LE PLUS. À Paris, Françoise Cotta est une avocate pénaliste de renom dont le travail consiste à faire respecter la loi. Mais, en tant que citoyenne et habitante de la vallée de La Roya, elle n’hésite pas à l’enfreindre en accueillant chez elle des réfugiés depuis bientôt deux ans. Au total, elle a hébergé près de 450 personnes. Si elle le fait, ce n’est pas par gaieté de cœur, mais simplement parce qu’il lui est impossible de faire autrement.

 

La maison de Françoise Cotta à Breil-sur-Roya. (M. BERTORELLO/AFP)

Je suis d’origine niçoise, j’ai 67 ans et j’exerce le métier d’avocat, spécialisée en droit pénal. Depuis près de 20 ans, j’ai la chance d’être propriétaire d’une magnifique maison à Breil-sur-Roya. Je partage donc ma vie entre Paris et la vallée de la Roya. Si j’ai choisi de m’y installer, c’est pour les oliviers, le soleil, la montagne et ses splendides paysages. On n’oublie pas un panorama tel que celui-ci.

En 2015, j’ai été victime d’un accident cardio-vasculaire et je suis restée en convalescence dans le sud, dans mon enclave paisible.

Cet été-là, j’ai décidé d’héberger des réfugiés.

En deux ans, j’ai accueilli 450 réfugiés chez moi

Je me souviens comme si c’était hier des premiers réfugiés que j’ai hébergés. Un jour, un couple d’amis m’a téléphoné pour me dire qu’ils avaient des visiteurs chez eux et m’a demandé si je pouvais les accueillir. J’ai accepté sans poser de questions. Qu’est-ce qui m’en empêchait ? Mon toit était suffisamment grand pour le faire.

C’est ainsi que quatre Soudanais se sont installés chez moi pendant plusieurs mois. L’un d’entre eux, Mamadou, est même resté deux ans. Il m’a beaucoup aidé dans l’accueil d’autres réfugiés. Depuis, il vit à Nice et essaye de s’inscrire à la fac, mais ce n’est pas gagné.

Aujourd’hui, ça va faire deux ans que j’héberge des réfugiés, parfois même jusqu’à 35 en même temps. Au total, j’estime que 450 personnes sont passées ici.

Si je le fais, ce n’est pas par gaieté de cœur, mais simplement parce que je ne peux pas laisser ces gens sur le bord de la route. J’ai été élevé ainsi.

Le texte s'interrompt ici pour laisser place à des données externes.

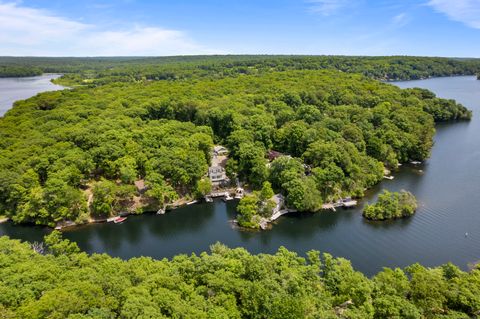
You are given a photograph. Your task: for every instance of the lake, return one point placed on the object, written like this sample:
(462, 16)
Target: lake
(13, 89)
(446, 186)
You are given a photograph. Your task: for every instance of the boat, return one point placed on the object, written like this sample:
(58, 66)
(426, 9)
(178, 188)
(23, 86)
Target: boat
(227, 197)
(119, 220)
(239, 193)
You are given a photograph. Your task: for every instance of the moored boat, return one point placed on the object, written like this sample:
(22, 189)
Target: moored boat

Je n’étais pas préparée à cela

Accueillir des réfugiés, c’est une drôle d’expérience. Aucun des habitants de la vallée de la Roya n’a été préparé à cela. Aucun d’entre nous n’avait un seul instant imaginé que des gens viendraient mourir devant nos portes. Que pouvions-nous faire d’autre ? Les ignorer, les laisser se perdre sur nos routes…

S’il y a tant de réfugiés qui échouent dans notre vallée, c’est parce que nous sommes situés à 20 kilomètres de Vintimille. C’est de là-bas qu’ils arrivent. Or, à la sortie de la ville, il n’y a qu’une route. Pour eux, c’est la "route de la France". C’est vrai, elle mène directement à Breil-sur-Roya, mais ce qu’ignorent les réfugiés, c’est que nous sommes dans une enclave et que s’ils prennent cette voie, elle les mènera de nouveau en Italie.

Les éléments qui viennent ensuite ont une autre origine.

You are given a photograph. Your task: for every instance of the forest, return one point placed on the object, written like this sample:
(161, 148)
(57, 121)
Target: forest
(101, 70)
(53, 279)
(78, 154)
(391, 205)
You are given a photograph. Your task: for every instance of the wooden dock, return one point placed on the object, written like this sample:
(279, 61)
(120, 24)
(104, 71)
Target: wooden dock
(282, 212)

Alors, quand je croise des migrants sur le bord de la route, totalement perdus, je leur propose systématiquement de monter dans ma voiture. Un simple t-shirt usé, un jean troué et des savates, pas le moindre sac ou papiers d’identité, beaucoup n’ont absolument rien. Sauf, un rêve : celui d’aller à Paris.

Avocate, je me fous de l’interdit

J’ai beau être avocate, je me fous de l’interdit.

Confrontée à une telle situation, je me dis que certaines lois sont iniques. Quand elles ne correspondent pas à ce que vous pensez profondément, elles ne doivent pas être respectées. C’est ce qu’on appelle en droit pénal, la théorie de la baïonnette intelligente : je refuse d’exécuter un ordre que j’estime illégal.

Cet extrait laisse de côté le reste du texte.